When destruction reigns, the work of recovery takes a high-performing team
The Adaptive Challenge
A territorial government agency established to help rebuild a disaster-stricken region was in charge of overseeing and coordinating almost 300 different action plans at once, all of them vital to their people’s future. With food, water, energy, shelter, and other basic needs in the spotlight, there was never a problem with the clarity of the mission. The issue was building a team that could work together in unusually effective ways to meet the unusually pressing need. The bottom line was people—and the agency’s relationships and ways of working together would be the keys to getting there.
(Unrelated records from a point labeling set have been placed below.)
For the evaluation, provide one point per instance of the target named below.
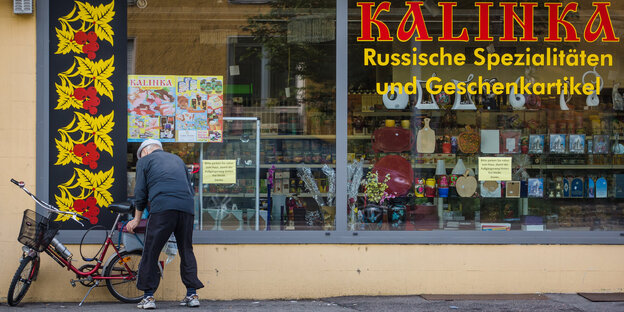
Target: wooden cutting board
(425, 141)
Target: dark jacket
(162, 180)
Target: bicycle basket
(37, 231)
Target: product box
(495, 226)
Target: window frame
(341, 235)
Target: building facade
(314, 76)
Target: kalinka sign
(413, 23)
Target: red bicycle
(38, 233)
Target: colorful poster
(151, 108)
(199, 114)
(175, 108)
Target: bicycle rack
(97, 283)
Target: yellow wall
(281, 271)
(17, 129)
(312, 271)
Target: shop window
(288, 83)
(428, 158)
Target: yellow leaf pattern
(66, 41)
(66, 152)
(66, 97)
(88, 132)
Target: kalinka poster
(175, 108)
(151, 108)
(87, 170)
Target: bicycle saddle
(122, 207)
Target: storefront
(514, 186)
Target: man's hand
(132, 224)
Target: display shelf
(287, 137)
(588, 167)
(383, 114)
(262, 195)
(287, 166)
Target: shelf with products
(262, 195)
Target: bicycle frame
(93, 273)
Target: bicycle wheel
(22, 279)
(124, 290)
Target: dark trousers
(159, 228)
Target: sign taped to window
(219, 171)
(494, 168)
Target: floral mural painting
(82, 91)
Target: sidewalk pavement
(552, 302)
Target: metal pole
(201, 186)
(341, 114)
(257, 174)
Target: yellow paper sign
(494, 168)
(219, 171)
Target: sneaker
(147, 303)
(190, 301)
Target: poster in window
(577, 143)
(199, 115)
(536, 187)
(151, 108)
(536, 143)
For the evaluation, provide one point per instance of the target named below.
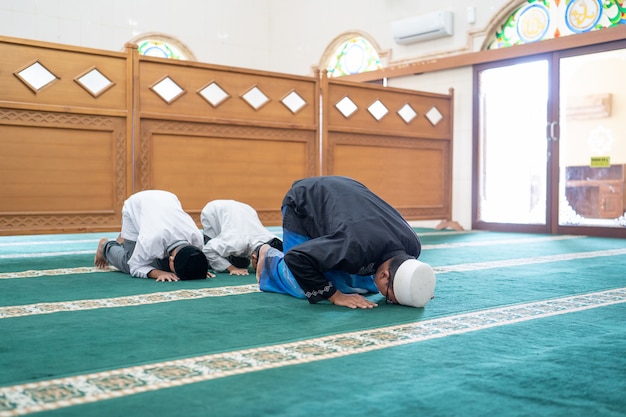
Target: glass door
(511, 146)
(549, 143)
(592, 143)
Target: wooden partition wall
(64, 156)
(222, 132)
(82, 129)
(397, 142)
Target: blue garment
(276, 276)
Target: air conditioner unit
(421, 28)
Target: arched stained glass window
(159, 49)
(353, 56)
(538, 20)
(162, 46)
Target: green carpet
(521, 325)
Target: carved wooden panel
(397, 142)
(61, 173)
(226, 94)
(202, 162)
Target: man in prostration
(158, 240)
(341, 242)
(232, 234)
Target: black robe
(351, 230)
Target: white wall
(287, 36)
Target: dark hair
(190, 263)
(240, 262)
(395, 263)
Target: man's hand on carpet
(351, 300)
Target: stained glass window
(537, 20)
(354, 56)
(160, 49)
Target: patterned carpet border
(65, 392)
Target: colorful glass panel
(160, 49)
(354, 56)
(538, 20)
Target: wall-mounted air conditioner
(420, 28)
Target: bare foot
(253, 259)
(99, 260)
(260, 261)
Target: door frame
(552, 169)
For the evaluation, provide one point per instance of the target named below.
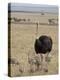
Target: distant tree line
(50, 21)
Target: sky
(32, 7)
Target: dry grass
(22, 44)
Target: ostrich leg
(45, 62)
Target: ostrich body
(43, 45)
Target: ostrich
(42, 46)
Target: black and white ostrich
(42, 46)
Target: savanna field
(22, 42)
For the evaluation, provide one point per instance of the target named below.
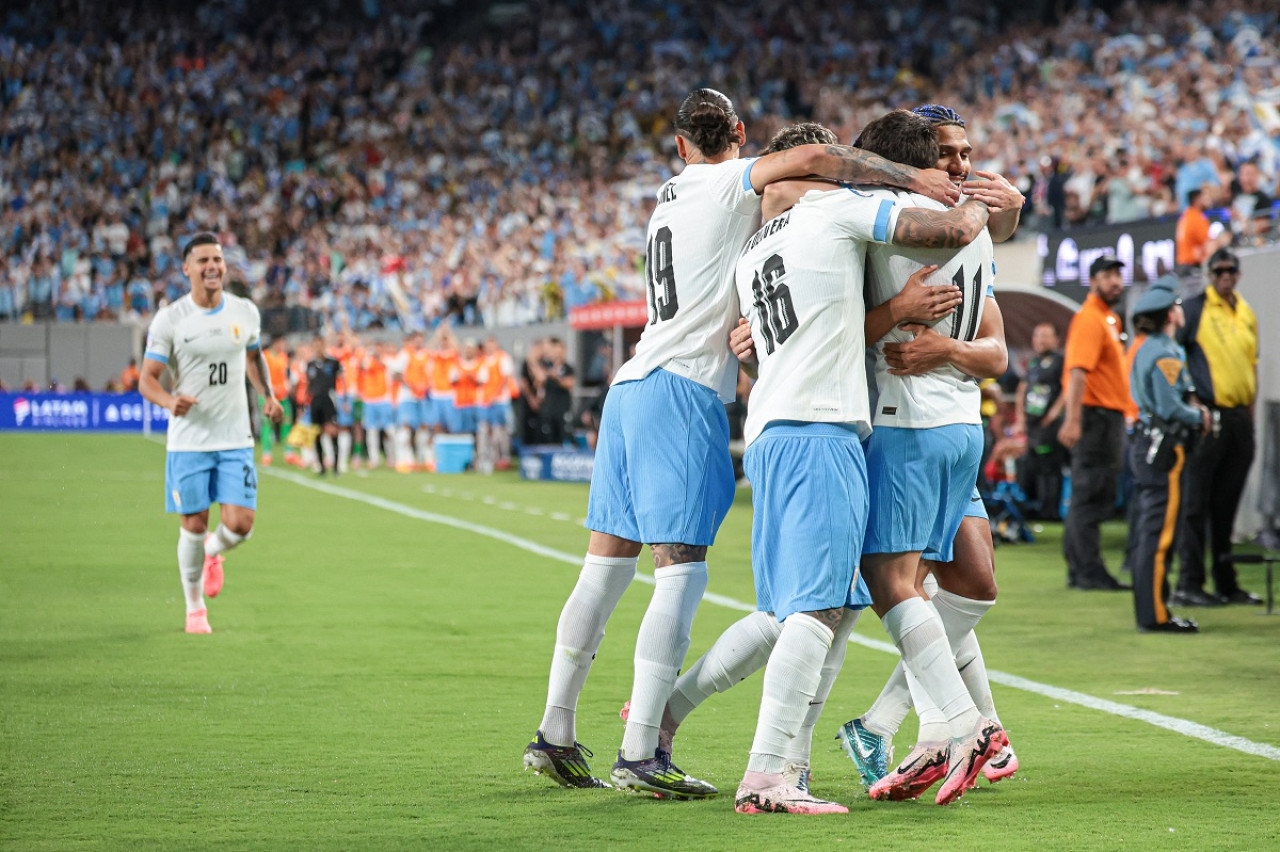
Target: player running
(663, 472)
(205, 339)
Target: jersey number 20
(661, 278)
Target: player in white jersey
(663, 473)
(968, 581)
(209, 342)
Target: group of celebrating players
(862, 292)
(355, 403)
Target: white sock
(403, 445)
(739, 653)
(960, 617)
(661, 647)
(891, 706)
(222, 540)
(918, 632)
(191, 564)
(801, 745)
(344, 450)
(791, 682)
(577, 637)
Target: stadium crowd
(502, 177)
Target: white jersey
(704, 215)
(800, 285)
(205, 355)
(945, 395)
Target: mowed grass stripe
(1048, 691)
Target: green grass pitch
(375, 674)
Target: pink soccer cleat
(968, 756)
(213, 573)
(919, 770)
(782, 798)
(197, 622)
(1001, 766)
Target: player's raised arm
(851, 165)
(151, 389)
(954, 228)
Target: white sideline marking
(1069, 696)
The Deloitte Greenhouse® Experience
The damage and the danger were unmistakably real. For the recovery agency team, it was time to get real—to shed old habits and make new connections that could amplify their strengths. As part of the Breakthrough Lab, the team took orthodoxies head-on, such as “there’s not enough time to communicate”‚ “silos exist for a reason,” or “duplication across roles is inevitable.” By digging into why these assumptions existed and what would be possible if they didn’t, the team mapped a road beyond them.
The Breakthrough
In ordinary times, an organization can weather ordinary problems—like duplication, information silos, communication lags, and inertia. The response to a life-threatening emergency is a time to disrupt ordinary thinking and push through to a new standard of collaboration and responsiveness. What the team realized is that the same urgency can also force people to default to old patterns. They left the Breakthrough Lab with a better understanding of individual strengths, renewed vision for the team and how they could work better together to achieve success, and a multi-year plan of concrete steps to bring lasting recovery to the people who are counting on them.